No menos pasmado quedó Huckleberry de la facilidad con que Tom escribía que de la fluidez y grandiosidad de su estilo. Sacó en seguida un alfiler de la solapa y se disponía a pincharse un dedo, pero Tom le detuvo.
—¡Quieto! —le dijo—. No hagas eso. Los alfileres son de cobre y pueden tener cardenillo.
—¿Qué es eso?
—Veneno. Eso es lo que es. No tienes más que tragar un poco… y ya verás.
Tom quitó el hilo de una de sus agujas, y cada uno de ellos se picó la yema del pulgar y se la estrujó hasta sacar sendas gotas de sangre.

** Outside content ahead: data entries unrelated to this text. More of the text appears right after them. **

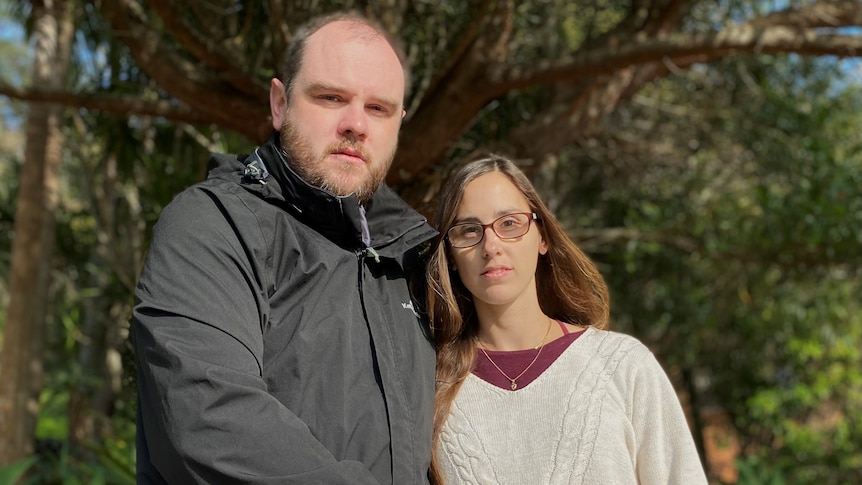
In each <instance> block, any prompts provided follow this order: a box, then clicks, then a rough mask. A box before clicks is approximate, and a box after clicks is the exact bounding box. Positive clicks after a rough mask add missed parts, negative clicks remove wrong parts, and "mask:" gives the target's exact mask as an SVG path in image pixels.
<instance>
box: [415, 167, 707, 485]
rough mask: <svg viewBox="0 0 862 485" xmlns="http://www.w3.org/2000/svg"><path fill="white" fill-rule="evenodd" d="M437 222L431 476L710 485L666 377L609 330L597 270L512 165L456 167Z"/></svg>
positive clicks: (533, 483) (498, 482)
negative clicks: (435, 350)
mask: <svg viewBox="0 0 862 485" xmlns="http://www.w3.org/2000/svg"><path fill="white" fill-rule="evenodd" d="M436 226H437V228H438V229H439V231H440V234H441V236H440V237H439V238H438V240H437V241H436V244H435V247H434V249H433V250H432V253H431V255H430V261H429V270H428V277H427V284H428V293H427V304H428V313H429V316H430V318H431V321H432V325H433V332H434V339H435V342H436V345H437V352H438V354H437V398H436V411H435V416H434V457H433V462H432V471H431V476H432V480H434V481H435V482H437V483H446V484H459V483H477V484H492V483H512V484H526V483H529V484H539V483H578V484H580V483H583V484H614V485H617V484H641V485H646V484H662V485H666V484H685V485H691V484H705V483H706V477H705V475H704V472H703V468H702V466H701V463H700V460H699V458H698V454H697V451H696V449H695V446H694V442H693V440H692V438H691V433H690V431H689V429H688V426H687V423H686V420H685V416H684V415H683V411H682V407H681V406H680V403H679V401H678V399H677V396H676V394H675V392H674V390H673V387H672V386H671V384H670V381H669V380H668V378H667V376H666V374H665V373H664V371H663V370H662V368H661V367H660V365H659V364H658V362H657V361H656V360H655V358H654V357H653V355H652V353H651V352H650V351H649V350H648V349H647V348H646V347H645V346H644V345H643V344H641V343H640V342H639V341H637V340H636V339H634V338H632V337H629V336H626V335H623V334H619V333H615V332H610V331H608V330H606V328H607V326H608V313H609V307H608V305H609V303H608V292H607V287H606V286H605V283H604V280H603V279H602V277H601V275H600V274H599V272H598V271H597V269H596V267H595V266H594V265H593V263H592V262H591V261H590V260H589V258H588V257H587V256H586V255H585V254H584V253H583V252H582V251H581V250H580V249H578V248H577V246H575V244H574V243H573V242H572V241H571V240H570V239H569V238H568V236H567V235H566V233H565V231H564V230H563V228H562V227H561V226H560V224H559V222H557V220H556V219H555V218H554V216H553V215H552V214H551V213H550V212H549V211H548V208H547V207H546V206H545V204H544V203H543V202H542V201H541V200H540V199H539V197H538V195H537V194H536V191H535V189H534V188H533V187H532V185H531V184H530V182H529V181H528V180H527V178H526V177H525V176H524V174H523V173H522V172H521V171H520V170H519V169H518V168H517V167H516V166H515V165H514V164H513V163H512V162H510V161H508V160H505V159H503V158H499V157H492V158H488V159H483V160H478V161H475V162H472V163H470V164H468V165H466V166H465V167H463V168H462V169H461V170H460V171H458V172H457V173H456V174H455V175H454V177H453V178H452V180H451V181H450V183H448V184H447V185H446V186H445V188H444V189H443V193H442V194H441V200H440V204H439V208H438V211H437V214H436Z"/></svg>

Con el tiempo, y después de muchos estrujamientos, Tom consiguió firmar con sus iniciales, usando la propia yema del dedo como pluma. Después enseñó a Huck la manera de hacer una H y una F, y el juramento quedó completo. Enterraron la tablilla junto al muro, con ciertas lúgubres ceremonias y conjuros, y el candado que se habían echado en las lenguas se consideró bien cerrado y la llave tirada a lo lejos.